Fri. Jul 26th, 2024

Supreme Court weighs challenge to EPA ‘good neighbor’ air pollution rule

By 37ci3 Feb21,2024



WASHINGTON — The Supreme Court on Wednesday will consider whether to block a Biden administration policy aimed at reducing air pollution that travels from one state to another and creates harmful smog.

The court is hearing four related cases involving challenges to the policy brought by three Republican states — Indiana, Ohio and West Virginia — and various affected industries, including natural gas pipeline operators.
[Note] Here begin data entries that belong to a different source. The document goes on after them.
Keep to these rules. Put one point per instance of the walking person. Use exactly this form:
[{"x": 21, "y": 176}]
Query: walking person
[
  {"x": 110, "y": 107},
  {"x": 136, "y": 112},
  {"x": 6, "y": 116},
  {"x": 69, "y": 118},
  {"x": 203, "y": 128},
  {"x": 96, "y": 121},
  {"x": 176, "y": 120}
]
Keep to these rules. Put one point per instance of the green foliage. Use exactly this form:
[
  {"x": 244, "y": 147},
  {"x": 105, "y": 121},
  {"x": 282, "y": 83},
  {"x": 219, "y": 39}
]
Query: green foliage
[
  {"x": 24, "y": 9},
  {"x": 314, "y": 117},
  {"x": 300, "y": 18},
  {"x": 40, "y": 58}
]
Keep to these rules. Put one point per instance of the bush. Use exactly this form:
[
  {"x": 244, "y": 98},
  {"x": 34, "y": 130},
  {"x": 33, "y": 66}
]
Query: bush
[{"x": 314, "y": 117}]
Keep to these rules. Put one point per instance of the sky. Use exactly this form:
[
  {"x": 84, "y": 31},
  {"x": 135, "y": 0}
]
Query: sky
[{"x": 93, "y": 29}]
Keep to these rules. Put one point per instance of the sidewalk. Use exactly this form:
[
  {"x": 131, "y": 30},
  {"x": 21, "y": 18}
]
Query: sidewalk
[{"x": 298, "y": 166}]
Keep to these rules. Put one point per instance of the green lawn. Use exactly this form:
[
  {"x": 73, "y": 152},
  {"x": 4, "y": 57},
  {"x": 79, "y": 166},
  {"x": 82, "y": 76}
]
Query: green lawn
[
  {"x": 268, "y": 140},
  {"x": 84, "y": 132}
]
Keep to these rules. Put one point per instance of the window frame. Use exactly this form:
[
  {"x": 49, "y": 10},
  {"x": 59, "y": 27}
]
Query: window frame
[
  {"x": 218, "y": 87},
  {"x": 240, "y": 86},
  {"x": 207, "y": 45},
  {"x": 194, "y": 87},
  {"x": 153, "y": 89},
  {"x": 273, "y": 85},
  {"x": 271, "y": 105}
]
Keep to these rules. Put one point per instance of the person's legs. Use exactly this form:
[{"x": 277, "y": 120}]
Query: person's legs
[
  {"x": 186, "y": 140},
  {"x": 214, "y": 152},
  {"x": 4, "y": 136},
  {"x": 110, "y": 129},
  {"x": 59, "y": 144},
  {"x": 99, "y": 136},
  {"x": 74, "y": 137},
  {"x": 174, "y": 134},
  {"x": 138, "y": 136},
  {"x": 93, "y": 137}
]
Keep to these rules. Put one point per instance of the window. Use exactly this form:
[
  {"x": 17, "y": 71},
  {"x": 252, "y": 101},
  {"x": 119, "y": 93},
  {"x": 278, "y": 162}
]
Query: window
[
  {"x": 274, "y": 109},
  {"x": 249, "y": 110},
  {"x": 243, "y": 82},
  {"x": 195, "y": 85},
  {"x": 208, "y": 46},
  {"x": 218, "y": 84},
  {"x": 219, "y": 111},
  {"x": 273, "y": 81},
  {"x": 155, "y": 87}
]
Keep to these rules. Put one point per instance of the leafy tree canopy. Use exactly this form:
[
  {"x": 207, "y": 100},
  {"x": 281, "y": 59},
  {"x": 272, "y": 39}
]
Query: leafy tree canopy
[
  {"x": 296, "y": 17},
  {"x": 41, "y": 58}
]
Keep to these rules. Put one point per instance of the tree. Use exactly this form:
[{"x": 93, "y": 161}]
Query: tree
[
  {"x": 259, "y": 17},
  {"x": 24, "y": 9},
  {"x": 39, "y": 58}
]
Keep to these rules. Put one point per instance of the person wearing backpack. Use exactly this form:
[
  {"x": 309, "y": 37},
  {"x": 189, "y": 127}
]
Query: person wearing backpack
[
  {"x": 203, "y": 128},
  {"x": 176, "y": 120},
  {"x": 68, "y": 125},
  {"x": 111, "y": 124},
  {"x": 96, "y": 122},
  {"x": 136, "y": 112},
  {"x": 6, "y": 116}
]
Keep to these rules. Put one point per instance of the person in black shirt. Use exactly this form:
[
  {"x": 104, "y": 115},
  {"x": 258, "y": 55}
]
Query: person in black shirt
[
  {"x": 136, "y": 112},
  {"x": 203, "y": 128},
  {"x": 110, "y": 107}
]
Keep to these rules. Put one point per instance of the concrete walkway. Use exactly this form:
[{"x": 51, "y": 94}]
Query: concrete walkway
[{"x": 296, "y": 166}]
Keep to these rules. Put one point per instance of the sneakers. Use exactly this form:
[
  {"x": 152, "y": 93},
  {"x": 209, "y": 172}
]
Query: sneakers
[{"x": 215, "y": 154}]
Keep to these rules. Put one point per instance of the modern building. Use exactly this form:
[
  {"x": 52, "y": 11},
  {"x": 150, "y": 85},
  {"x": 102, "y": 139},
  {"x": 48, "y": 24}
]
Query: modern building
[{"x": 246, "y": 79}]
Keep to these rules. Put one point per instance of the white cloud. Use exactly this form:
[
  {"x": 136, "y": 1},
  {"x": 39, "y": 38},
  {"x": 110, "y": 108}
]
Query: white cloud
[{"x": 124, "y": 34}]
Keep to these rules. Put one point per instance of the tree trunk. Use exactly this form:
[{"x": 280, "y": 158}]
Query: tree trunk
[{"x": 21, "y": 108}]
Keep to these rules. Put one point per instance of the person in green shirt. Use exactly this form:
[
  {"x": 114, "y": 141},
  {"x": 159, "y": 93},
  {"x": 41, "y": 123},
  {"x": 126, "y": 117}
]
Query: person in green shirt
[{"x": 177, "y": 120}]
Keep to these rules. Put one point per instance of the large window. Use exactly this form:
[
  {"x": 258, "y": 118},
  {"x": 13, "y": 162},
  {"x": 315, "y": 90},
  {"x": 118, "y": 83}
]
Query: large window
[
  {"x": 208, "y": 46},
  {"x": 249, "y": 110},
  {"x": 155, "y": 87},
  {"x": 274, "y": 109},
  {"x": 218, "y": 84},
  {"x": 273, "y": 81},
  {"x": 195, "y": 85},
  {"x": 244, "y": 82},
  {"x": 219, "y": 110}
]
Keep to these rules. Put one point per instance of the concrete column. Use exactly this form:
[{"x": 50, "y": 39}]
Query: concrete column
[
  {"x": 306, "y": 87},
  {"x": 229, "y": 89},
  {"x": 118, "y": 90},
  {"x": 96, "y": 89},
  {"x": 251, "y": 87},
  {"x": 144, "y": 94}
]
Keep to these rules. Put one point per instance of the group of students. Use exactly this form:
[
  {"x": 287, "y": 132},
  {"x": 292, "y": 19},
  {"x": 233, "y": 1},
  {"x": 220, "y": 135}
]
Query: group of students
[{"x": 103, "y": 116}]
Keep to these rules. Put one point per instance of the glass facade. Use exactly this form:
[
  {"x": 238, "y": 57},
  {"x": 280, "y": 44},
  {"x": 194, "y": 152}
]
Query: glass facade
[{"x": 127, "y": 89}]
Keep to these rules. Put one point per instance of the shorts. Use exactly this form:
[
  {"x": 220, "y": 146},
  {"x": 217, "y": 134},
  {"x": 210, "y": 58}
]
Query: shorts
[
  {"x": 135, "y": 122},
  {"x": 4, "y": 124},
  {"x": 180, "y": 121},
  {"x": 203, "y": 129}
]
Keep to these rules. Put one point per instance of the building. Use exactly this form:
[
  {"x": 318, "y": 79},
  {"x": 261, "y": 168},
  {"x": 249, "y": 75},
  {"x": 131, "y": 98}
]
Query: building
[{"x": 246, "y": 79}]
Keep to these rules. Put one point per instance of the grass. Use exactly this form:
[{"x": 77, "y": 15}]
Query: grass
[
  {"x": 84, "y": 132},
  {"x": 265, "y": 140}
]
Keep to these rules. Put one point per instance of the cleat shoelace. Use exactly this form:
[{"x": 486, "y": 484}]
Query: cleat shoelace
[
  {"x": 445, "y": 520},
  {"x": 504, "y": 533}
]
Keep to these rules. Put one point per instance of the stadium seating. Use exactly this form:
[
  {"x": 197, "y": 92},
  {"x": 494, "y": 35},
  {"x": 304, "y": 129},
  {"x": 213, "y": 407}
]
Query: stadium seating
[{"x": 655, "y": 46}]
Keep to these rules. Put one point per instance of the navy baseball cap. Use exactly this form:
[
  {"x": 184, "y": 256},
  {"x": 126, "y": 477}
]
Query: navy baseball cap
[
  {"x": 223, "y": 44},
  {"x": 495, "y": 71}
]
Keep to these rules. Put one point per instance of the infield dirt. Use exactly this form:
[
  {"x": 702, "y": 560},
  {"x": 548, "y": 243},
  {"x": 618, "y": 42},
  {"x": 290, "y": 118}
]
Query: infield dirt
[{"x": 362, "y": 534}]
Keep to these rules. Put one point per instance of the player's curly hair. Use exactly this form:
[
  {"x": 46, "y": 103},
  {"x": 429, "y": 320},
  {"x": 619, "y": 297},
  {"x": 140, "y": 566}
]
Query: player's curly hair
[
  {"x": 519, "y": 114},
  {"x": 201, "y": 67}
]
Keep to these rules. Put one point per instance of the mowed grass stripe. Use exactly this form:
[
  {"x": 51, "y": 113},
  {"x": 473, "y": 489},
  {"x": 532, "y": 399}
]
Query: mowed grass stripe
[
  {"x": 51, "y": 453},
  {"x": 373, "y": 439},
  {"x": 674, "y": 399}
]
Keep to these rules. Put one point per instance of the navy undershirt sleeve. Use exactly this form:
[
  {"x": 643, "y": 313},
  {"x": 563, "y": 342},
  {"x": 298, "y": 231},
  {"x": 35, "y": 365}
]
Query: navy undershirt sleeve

The Supreme Court, which has a 6-3 conservative majority, is skeptical of the federal government’s broad efforts to regulate matters, including the environment.

Trial in 2022 is limited The Environmental Protection Agency’s ability to use the Clean Air Act to combat emissions that contribute to climate change. Court last year weakened Landmark Clean Water Act by limiting EPA’s regulatory control over wetlands.

Sam Sankar, a lawyer at the environmental group Earthjustice, said that recently the court has treated environmental policies as “guilty until proven innocent.”

The “good neighbor plan” introduced by the EPA last year seeks to curb nitrogen oxide pollution from industrial facilities. If fully implemented, it would apply to 23 “upwind” states whose emissions could contribute to pollution in “downwind” states.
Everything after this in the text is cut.